Y vino una vieja gorda, desde la lejana Galia,
y nos vendió unos quesos mágicos que no eran hechos de leche, como todos los
quesos, ni salían de una vaca, como toda la leche, sino que se fabricaban con
unos polvos que salían de unos sobres, que tenían una vaca pintada en la parte
de afuera.
Y la gente para comprarle sus quesos, empeñó
lo que tenía, vendió lo que no tenía, pidió créditos, préstamos, etc., y se
embarcó en el fantástico negocio de los quesitos mágicos que había traído la
vieja, gorda, que vino de la lejana Galia.
Le hicieron fiestas, a la vieja.
Le hicieron regalos, a la vieja.
La regalonearon, a la vieja.
La pasearon por el país, a la vieja.
Y ella contaba el cuento de sus preciosos quesos.
Pasado algún tiempo, cuando todo el mundo
estaba endeudado y le había dado hasta los sagrados ahorros de los niños (a la
vieja) la vieja desapareció. Desaparecieron los quesos y lo más terrible fue
que desapareció la plata, de la cual algunos dicen haber tenido noticias
llegadas desde el fondo de la cartera de la vieja.

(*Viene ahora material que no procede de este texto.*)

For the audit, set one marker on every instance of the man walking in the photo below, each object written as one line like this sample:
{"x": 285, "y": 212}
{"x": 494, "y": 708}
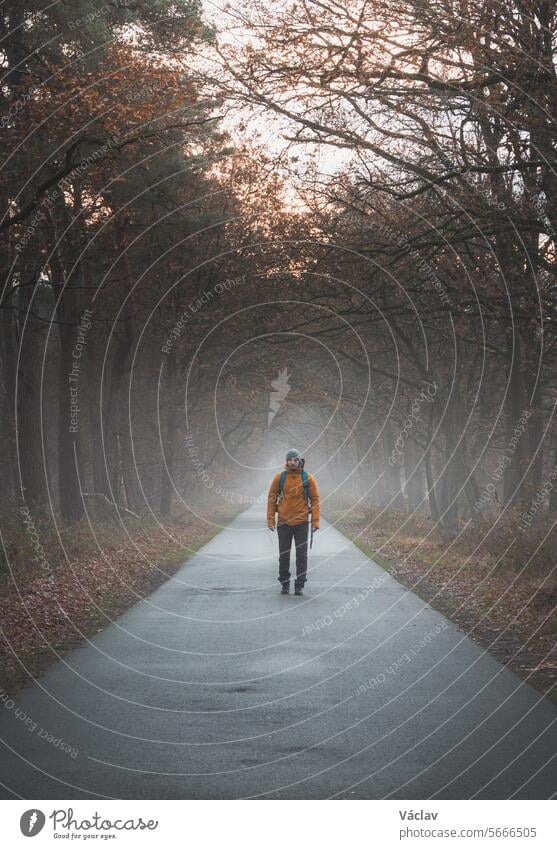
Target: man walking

Dicen que la han visto en su lejana Galia.
Dicen que, antes de por aquí, pasó por otras partes e hizo lo mismo. Dicen
muchas cosas y, al final de cuentas, los quesos sólo sirvieron para enriquecer
a la vieja, porque siquiera para comer ni soñarlo.
Hace unos días la entrevistaron en la
televisión y conocí a la vieja. Debo reconocer que no le encontré nada de
extraordinario exceptuando, por supuesto, su tremenda e increíble cara de rajez.
La vieja de los quesos ha pasado a formar
parte de nuestra historia… de nuestra preciosa historia.